Pete’s demise was similarly done with seemingly no intention in mind but whacking another side character. He genuinely believes that Dora would order one of her students to live in a dank cave by the ocean, and thinks the girl must have enough stuff to fill the cave and warrant some time to re-pack. This was done only to get him in contact with the monsters. There's little logic to this at all.
Last, I’m going to touch on a subject I rarely mention. I don’t review books based on any "agenda" If it’s a good story and well-written, I will like it (even if it contains problematic elements). But there is something wrong here with the way women are portrayed.
Every single woman in this book seems to revolve around Tom Curtis. I'm not just saying in a "well, he's the protagonist, he's plot important" way. I mean, they have little characterization beyond their connection to Tom Curtis.

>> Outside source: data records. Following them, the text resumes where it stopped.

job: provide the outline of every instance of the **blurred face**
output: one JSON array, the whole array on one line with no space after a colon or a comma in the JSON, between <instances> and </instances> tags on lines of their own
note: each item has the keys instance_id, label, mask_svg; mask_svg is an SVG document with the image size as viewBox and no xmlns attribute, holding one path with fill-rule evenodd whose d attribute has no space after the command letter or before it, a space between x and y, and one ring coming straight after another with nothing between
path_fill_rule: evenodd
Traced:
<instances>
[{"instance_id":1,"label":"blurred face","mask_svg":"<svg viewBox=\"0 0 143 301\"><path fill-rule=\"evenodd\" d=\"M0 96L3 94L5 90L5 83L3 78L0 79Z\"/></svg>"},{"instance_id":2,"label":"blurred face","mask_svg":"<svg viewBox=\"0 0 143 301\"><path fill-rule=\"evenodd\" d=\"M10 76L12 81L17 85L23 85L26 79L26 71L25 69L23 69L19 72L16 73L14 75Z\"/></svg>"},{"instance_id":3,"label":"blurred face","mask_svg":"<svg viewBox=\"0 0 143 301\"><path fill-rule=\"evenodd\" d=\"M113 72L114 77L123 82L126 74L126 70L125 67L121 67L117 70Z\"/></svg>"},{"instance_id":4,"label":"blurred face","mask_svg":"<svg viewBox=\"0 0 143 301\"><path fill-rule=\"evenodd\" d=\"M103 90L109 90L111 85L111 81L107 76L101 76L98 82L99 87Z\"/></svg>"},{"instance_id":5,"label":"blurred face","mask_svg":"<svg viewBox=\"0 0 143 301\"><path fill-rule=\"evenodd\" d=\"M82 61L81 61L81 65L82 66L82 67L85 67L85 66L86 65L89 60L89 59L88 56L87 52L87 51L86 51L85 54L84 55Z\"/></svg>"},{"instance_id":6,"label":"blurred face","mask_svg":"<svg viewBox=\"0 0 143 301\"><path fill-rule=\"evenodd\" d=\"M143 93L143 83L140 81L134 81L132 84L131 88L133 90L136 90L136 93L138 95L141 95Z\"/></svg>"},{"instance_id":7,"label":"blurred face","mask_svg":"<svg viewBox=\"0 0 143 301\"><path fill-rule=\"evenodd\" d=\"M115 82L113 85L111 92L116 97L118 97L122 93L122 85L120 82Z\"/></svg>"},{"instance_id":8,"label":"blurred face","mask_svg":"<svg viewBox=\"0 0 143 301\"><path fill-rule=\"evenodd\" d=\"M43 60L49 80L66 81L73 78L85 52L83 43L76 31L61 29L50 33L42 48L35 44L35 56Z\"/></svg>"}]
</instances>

First, let’s talk about his ex, Sarah. She is supposedly an extremely successful, intelligent woman. But what do we do with such a character? Make her a stereotypical bitter ex and have her there only so we can see her daughter’s creepy drawings (which, by the way, didn’t really seem that scary) and to be a sounding board for the old professor (who worships the old gods, but this never really comes up at all when you would think it would be needed). Every scene she’s in involves her thinking about Tom and how she’s mad at him for cheating.
Let’s talk about the girl he cheated with. Her motives centered around manipulating him for the villainess. We don't know how or why she got involved; she too was so super smart and intelligent and independent, but her only actions in the book that don't mention Tom Curtis are her just standing around being a ghost. Doing nothing.
Let’s talk about Dora. She agrees to work with him so she can get in his pants. Not because it’s a good opportunity, but to get in his pants.
Let’s talk about Francesca. She stays on the creepy estate to be with her father. Not that bad; she's clearly a daddy's girl. She spends time painting, but it’s to escape the guy whose attentions she doesn’t want. Then everything else she does is to help Tom. The only time we see the slightest bit of character development is when she talks to her mother’s ghost, which takes up all of half a page. (Oh yeah, there are ghosts. They…don’t really do anything. Like at all. They’re just there.)
Finally, let’s talk about our villainess. A force of nature, an eldritch horror? It doesn’t matter, because the only real characterization we get from her is that she is an evil seductress, and yes, her motivations center around Tom Curtis, and his ancestor was the only person able to seduce her. I am not kidding. The villainess is stated to be “evil”. We never see what she did that was so terrible that Tom’s ancestor had to go defeat her. Her forest is kind of creepy, and there are mushrooms, and her pet monsters eat people, but they would eat people regardless of whether or not they were her pet monsters. In fact, every time she has done something evil on screen, it’s been in retaliation of something someone else did. Cottam, you are not doing a good job setting her up as a threat. Also, she somehow managed to magically force Tom Curtis into cheating, because that would bring him back to the forest, so she could get “revenge” by proxy. That is her entire motivation. Revenge on Tom because of his sexy, sexy ancestor.
You want to know the full proof that Tom Curtis is a male Bella? The muscle-bound security guy is jealous of him, because Saul likes him and Francesca has a crush on him. I did not sign up for a bad YA novel.
The book is mildly entertaining. If you’re bored, it could give you something to do. But other than that, don’t look for consistent characterization (there is a lot of arbitrary skepticism) or even interesting characters (beyond Saul Abercrombie himself).